Nearly two hours after the workout, Lynn spoke to a small circle of reporters in what was then a nearly-vacant clubhouse. While he was honored to be the game two starter, the young pitcher said his approach was going to remain the same.
"It's not any different between game two three or four; whatever the start may have been," he said. "At this time of year you don't care when you start, you're looking forward to it. It's the playoffs. You ever get that opportunity to pitch, it doesn't matter when or where as long as you get that opportunity."
It's not Lynn's first postseason action. In 2011's World Series campaign, he worked out of the bullpen, appearing in 10 games, though never before the fifth inning.
Last season, he began October in the pen, but ended up starting two games against San Francisco. Neither start went past 3 2/3 innings.
This season, Lynn will enter as a starter and get the ball from the first pitch, something he is looking forward to.
"I get a chance to start from the get go, so I'm looking forward to staying on that program and not changing anything up," he said. Lynn also added that his preseason and in-season workout regimens have paid off, saying he feels in good shape.
He will need to be, as a division rival will be coming to town no matter who wins Tuesday night. There will be no secrets either way.
Lynn has faced both clubs this season with varying results. In the first half, he threw well against both, holding Cincinnati to one earned run twice, and Pittsburgh once.
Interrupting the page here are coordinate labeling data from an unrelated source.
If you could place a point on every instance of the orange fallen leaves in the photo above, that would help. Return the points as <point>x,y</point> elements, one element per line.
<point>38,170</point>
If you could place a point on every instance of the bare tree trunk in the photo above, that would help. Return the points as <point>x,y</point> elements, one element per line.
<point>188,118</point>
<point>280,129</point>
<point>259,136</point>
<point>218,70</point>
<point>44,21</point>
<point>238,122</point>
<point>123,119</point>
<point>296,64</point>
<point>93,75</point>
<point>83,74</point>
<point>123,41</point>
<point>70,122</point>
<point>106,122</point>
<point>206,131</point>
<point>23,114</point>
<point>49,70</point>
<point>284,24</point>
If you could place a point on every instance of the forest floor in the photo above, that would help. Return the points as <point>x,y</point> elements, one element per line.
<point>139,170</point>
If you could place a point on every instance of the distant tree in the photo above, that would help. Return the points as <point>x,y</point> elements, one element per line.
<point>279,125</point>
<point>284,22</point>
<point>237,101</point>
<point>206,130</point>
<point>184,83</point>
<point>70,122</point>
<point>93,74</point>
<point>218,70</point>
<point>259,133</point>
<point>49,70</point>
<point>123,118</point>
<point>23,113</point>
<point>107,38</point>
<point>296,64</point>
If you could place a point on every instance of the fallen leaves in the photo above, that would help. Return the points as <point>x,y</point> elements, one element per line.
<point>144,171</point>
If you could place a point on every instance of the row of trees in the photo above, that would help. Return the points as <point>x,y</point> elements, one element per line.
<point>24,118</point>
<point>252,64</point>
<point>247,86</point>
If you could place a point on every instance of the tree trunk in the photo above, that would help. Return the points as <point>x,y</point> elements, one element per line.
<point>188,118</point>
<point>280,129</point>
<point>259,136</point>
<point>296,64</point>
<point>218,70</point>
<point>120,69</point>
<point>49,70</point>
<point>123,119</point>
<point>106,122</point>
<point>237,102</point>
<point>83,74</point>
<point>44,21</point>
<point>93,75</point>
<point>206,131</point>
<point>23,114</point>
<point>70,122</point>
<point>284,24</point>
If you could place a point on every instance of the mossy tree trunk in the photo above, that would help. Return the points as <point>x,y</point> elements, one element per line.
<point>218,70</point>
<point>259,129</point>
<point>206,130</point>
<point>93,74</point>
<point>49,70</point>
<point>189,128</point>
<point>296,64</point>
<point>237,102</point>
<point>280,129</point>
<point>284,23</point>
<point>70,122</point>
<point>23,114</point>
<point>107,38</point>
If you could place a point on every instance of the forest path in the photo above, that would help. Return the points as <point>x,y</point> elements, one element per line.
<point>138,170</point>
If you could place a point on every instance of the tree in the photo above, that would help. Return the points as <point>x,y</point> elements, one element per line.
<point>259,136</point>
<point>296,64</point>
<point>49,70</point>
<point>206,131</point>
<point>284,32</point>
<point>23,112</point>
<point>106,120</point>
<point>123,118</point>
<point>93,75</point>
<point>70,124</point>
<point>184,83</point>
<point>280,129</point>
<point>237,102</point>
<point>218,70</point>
He also had slips of four run games (one to each club), but the Cardinal offense turned those into victories.
He closed the half 2-0 against both teams in his five starts against the pair.
In the second half, he picked up where he left off with the Pirates, holding them to one run in their late-July meeting.
Then Pittsburgh got to Lynn in August and September for 11 earned runs on 18 hits in two starts. The Reds, after getting held to two runs and four hits in early August, followed suit; knocking three homers on their way to four runs in five innings against him on September 5.
The ups and downs have not fazed Lynn, however.
"I faced [both] of those teams when I was going good and going bad," he smiled. "So I got the book on what not to do and what to do."
He went on to say that he's not really concerned what club he faces, adding he will likely not watch Wild Card game Tuesday night. While he admits it should be a fun contest, Lynn said there's not much insight that can be gained from watching such an unpredictable game.
"You're looking at a one game playoff where you never know what they're going to do in different situations. There can be all kinds of different scenarios that they might do that they wouldn't do in a normal series game, especially in a game two," he said. He also added that the Cardinals have had plenty of chances to study both teams. "If you don't know what they're about yet, then you weren't paying attention all year."
The roster for the NLDS won't be announced until Wednesday, and there are still questions as to what strategy the Cardinal staff will take based on the matchup. It matters not to Lynn, however, as the young righty now knows his role. Matheny said postseason experience played a part in his decision to give Lynn the nod, though Lynn said he isn't depending on his previous exposure to October to carry him through.
"When it's all said and done, if you're a rookie you can't control it, you just gotta go out and pitch. For guys who have done it before, it's never the same," he said. "It doesn't matter if you've been there before or not, it's always going to be different. Different teams, different situations, maybe different cities and things like that. So you have to let the last one go and worry about the one you're playing."
With a cadre of rookies undoubtedly scheduled to get their first taste of October baseball, Lynn's two years of postseason work make him a seasoned vet by comparison. However, he doesn't seem to romanticize the journey. While others see pressure and drama, the 26-year-old makes it sound like a straightforward equation.
"Every time you go out the mound is 60 feet, six inches away and that's all you worry about throwing the ball to Yadi," he said. "We've got one of the best catchers in the game and it's pretty simple. You look at him, he puts the sign down and you throw it where you're told."